Hershey’s active lobbying highlights the need for supply chain and compliance teams to stay ahead of policy shifts. Building in-house trade expertise or maintaining strong advisory relationships can mitigate reactive disruptions.

3. Scenario Planning Drives Pricing and Procurement Agility

Hershey’s use of shrinkflation and dynamic pricing reflects the importance of having multi-path cost strategies. Integrated planning across logistics, procurement, and finance allows for better response to unpredictable input costs.

4. Transparency with Retail and Distribution Partners

Clear communication with downstream partners about pricing and supply changes can preserve trust, even when difficult decisions are made. Hershey’s proactive investor and retailer updates provide a useful model.

5. Strategic Government and Industry Collaboration

Supply chain resilience is no longer just about optimization. Advocacy, regulatory engagement, and participation in trade policy discussions are essential functions for large-scale operators in a volatile trade landscape.


A Bitter Lesson in Supply Chain Fragility

Hershey’s ongoing battle with cocoa tariffs is a cautionary tale for logistics and supply chain professionals navigating today’s global trade landscape. The company’s experience illustrates how dependency on non-substitutable imports, coupled with limited regional sourcing flexibility, can magnify exposure to geopolitical and regulatory risks.

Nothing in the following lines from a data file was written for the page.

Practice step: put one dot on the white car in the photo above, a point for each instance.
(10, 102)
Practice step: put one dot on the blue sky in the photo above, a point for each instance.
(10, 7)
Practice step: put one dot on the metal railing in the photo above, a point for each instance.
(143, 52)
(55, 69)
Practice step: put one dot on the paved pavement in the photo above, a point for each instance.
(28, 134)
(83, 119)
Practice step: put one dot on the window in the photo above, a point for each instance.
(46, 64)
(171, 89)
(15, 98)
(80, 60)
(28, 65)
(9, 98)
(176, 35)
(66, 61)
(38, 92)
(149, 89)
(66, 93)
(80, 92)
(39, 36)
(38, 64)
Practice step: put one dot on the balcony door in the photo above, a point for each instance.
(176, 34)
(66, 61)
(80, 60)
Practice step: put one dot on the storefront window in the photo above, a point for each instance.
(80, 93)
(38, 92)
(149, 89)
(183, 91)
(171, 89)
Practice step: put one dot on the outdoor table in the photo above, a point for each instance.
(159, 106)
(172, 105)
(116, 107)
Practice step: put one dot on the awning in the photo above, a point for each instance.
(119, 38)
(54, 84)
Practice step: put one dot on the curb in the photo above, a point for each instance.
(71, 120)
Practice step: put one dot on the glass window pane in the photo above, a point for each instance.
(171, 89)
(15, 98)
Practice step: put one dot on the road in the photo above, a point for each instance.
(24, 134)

Through pricing strategy, policy engagement, and internal supply chain reviews, Hershey is working to weather the storm. But with tariff uncertainty continuing into late 2025, the company faces ongoing challenges in balancing cost, availability, and consumer demand.

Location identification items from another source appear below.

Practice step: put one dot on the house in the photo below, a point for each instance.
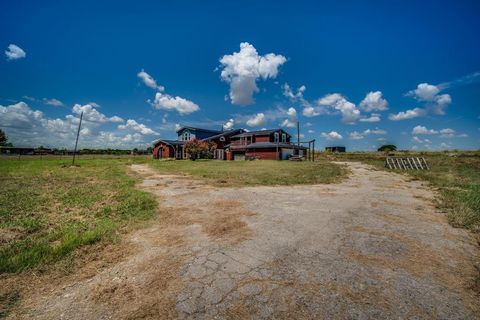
(232, 144)
(176, 148)
(272, 144)
(335, 149)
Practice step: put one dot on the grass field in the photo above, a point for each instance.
(456, 175)
(48, 209)
(249, 173)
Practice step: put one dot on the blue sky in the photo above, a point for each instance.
(354, 73)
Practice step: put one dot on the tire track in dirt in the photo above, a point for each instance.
(373, 246)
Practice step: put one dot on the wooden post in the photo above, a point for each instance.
(76, 141)
(313, 149)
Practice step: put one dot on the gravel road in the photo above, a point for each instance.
(371, 247)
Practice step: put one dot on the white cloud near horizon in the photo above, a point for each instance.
(429, 95)
(229, 125)
(167, 102)
(355, 135)
(332, 135)
(164, 101)
(374, 101)
(374, 117)
(257, 120)
(53, 102)
(14, 52)
(408, 114)
(137, 127)
(349, 112)
(242, 70)
(149, 81)
(31, 128)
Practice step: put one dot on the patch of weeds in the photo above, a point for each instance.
(54, 209)
(7, 302)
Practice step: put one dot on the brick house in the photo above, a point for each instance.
(235, 144)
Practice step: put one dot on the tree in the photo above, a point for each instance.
(196, 148)
(388, 148)
(3, 139)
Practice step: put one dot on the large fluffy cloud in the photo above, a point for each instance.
(167, 102)
(374, 117)
(443, 133)
(14, 52)
(138, 127)
(423, 130)
(31, 128)
(149, 81)
(90, 113)
(350, 113)
(355, 135)
(374, 101)
(332, 135)
(433, 102)
(256, 120)
(408, 114)
(164, 101)
(53, 102)
(241, 70)
(229, 125)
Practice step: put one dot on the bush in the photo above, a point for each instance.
(198, 149)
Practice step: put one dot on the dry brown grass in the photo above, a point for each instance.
(422, 260)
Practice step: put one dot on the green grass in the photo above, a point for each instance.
(456, 175)
(250, 173)
(48, 209)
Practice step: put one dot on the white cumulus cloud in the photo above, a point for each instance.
(350, 113)
(53, 102)
(137, 127)
(256, 120)
(14, 52)
(408, 114)
(167, 102)
(423, 130)
(374, 117)
(229, 124)
(332, 135)
(374, 101)
(242, 70)
(164, 101)
(149, 81)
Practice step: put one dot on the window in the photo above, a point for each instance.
(275, 136)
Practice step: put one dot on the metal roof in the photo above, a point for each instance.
(260, 132)
(261, 145)
(225, 133)
(171, 142)
(197, 129)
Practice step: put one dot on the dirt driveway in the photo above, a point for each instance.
(371, 247)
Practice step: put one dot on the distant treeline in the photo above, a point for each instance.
(45, 151)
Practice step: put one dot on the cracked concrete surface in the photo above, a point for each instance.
(371, 247)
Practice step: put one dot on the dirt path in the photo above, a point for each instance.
(372, 247)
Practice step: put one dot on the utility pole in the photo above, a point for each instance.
(298, 137)
(76, 141)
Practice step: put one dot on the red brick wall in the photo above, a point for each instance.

Whether it’s ingredient delays, cost surges, or trade policy shifts, knowing where your goods are is more important than ever. With TRADLINX, you can track shipments in real time, anticipate disruptions, and adapt before problems reach the shelf. Start optimizing your supply chain visibility today.


Frequently Asked Questions: Hershey, Cocoa Tariffs, and the 2025 Trade War

Why is Hershey affected more than other chocolate companies?

Hershey relies heavily on cocoa imports from countries hit with steep U.S. tariffs, including Côte d’Ivoire and Ghana. Unlike competitors like Nestlé or Mondelez, Hershey lacks a broad international manufacturing base to buffer the impact.

Which Hershey products are most impacted by tariffs?

Chocolate-heavy products like HERSHEY’S Bars, KISSES, SYMPHONY, and Reese’s Cups are the most affected due to their high cocoa content. Products with less chocolate, such as Twizzlers, have been less impacted.

How has Hershey responded to the rising cost of cocoa?

The company raised prices on many chocolate products, implemented shrinkflation on select SKUs, and launched a lobbying campaign to seek cocoa tariff exemptions from the U.S. government.

How much have chocolate prices increased in the U.S.?

Average chocolate bar prices in the U.S. have risen by approximately 41% since 2021, with Hershey implementing price hikes of up to 20% on premium lines in 2025.

Could cocoa tariffs change again in the near future?

Yes. Tariffs are subject to trade negotiations and policy shifts. Hershey and other companies are actively lobbying for changes, and final decisions may evolve in coming months.


Disclaimer: All tariff rates, policy positions, and trade developments referenced in this article are current as of Q3 2025 based on available reporting and industry data. Given the evolving nature of international trade agreements and regulatory updates, readers are advised to consult official government sources or industry bulletins for the most current information.